Supported Python and NumPy versions are determined according to the NEP 29 deprecation policy.

Where to get it

Conda install (preferred):

conda install -c conda-forge stumpy

PyPI install, presuming you have numpy, scipy, and numba installed:

python -m pip install stumpy

To install stumpy from source, see the instructions in the documentation.

Documentation

In order to fully understand and appreciate the underlying algorithms and applications, it is imperative that you read the original publications. For a more detailed example of how to use STUMPY please consult the latest documentation or explore the following tutorials:

Performance

We tested the performance of computing the exact matrix profile using the Numba JIT compiled version of the code on randomly generated time series data with various lengths (i.e., np.random.rand(n)) along with different CPU and GPU hardware resources.

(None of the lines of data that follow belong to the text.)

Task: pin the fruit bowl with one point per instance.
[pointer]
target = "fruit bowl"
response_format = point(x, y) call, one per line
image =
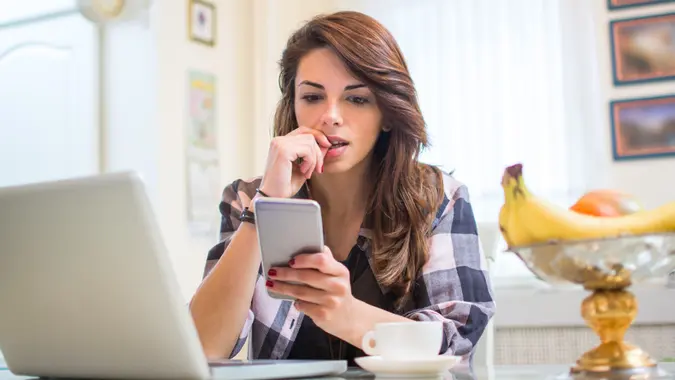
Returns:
point(608, 263)
point(606, 267)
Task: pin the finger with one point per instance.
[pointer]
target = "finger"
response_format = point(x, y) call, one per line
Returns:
point(319, 158)
point(319, 136)
point(323, 262)
point(309, 277)
point(309, 162)
point(302, 151)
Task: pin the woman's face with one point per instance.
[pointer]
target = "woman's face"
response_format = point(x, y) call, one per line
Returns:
point(329, 98)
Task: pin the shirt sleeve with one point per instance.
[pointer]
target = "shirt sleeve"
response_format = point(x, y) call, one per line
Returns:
point(454, 286)
point(234, 197)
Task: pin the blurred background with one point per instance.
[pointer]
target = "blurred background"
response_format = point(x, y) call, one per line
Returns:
point(184, 91)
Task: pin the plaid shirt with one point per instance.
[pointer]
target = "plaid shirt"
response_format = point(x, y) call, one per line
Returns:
point(454, 286)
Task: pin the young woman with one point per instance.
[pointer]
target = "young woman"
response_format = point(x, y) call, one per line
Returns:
point(401, 237)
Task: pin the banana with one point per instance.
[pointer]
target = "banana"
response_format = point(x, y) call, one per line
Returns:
point(526, 219)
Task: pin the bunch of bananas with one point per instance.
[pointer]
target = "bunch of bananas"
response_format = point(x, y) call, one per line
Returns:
point(525, 219)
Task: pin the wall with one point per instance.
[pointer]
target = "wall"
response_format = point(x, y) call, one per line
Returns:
point(645, 178)
point(145, 90)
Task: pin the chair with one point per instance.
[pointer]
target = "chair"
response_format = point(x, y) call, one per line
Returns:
point(483, 356)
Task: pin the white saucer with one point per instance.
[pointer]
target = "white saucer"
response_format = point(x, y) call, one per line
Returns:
point(433, 366)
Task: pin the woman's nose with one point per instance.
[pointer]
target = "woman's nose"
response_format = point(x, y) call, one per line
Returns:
point(332, 115)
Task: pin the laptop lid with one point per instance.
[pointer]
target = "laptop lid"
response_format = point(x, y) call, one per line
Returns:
point(86, 286)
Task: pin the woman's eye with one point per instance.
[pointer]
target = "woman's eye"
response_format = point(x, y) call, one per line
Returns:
point(358, 100)
point(311, 98)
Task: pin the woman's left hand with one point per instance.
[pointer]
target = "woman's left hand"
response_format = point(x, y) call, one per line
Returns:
point(324, 292)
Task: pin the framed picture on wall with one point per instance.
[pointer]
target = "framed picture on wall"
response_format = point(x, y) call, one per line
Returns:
point(643, 127)
point(621, 4)
point(202, 22)
point(643, 49)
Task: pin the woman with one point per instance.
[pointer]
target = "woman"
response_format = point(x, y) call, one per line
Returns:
point(401, 237)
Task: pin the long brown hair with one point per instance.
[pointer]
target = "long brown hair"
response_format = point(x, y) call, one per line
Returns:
point(403, 205)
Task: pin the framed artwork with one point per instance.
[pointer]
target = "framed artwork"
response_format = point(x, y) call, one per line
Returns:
point(202, 156)
point(202, 22)
point(621, 4)
point(643, 49)
point(643, 127)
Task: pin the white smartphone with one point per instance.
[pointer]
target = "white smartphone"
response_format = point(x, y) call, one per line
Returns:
point(287, 227)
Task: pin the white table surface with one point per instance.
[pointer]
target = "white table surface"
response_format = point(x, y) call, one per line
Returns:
point(515, 372)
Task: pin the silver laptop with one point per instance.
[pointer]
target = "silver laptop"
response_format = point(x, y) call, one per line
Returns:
point(87, 289)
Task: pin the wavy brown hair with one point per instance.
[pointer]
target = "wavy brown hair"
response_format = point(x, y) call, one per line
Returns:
point(402, 206)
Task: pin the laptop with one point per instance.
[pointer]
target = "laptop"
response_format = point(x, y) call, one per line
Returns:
point(87, 289)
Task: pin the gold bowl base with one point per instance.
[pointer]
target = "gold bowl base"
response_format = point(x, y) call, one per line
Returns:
point(610, 312)
point(613, 357)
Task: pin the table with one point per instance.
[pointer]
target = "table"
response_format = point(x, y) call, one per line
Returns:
point(515, 372)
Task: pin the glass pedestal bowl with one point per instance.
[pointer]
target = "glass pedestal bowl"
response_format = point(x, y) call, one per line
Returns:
point(606, 268)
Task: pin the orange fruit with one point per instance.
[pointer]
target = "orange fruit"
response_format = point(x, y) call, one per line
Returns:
point(606, 203)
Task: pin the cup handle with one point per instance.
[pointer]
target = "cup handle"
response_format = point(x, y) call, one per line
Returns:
point(365, 343)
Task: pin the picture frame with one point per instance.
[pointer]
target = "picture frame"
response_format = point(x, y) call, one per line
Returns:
point(643, 127)
point(643, 49)
point(623, 4)
point(202, 22)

The raw results are displayed in the table below as Hours:Minutes:Seconds.Milliseconds and with a constant window size of m = 50. Note that these reported runtimes include the time that it takes to move the data from the host to all of the GPU device(s). You may need to scroll to the right side of the table in order to see all of the runtimes.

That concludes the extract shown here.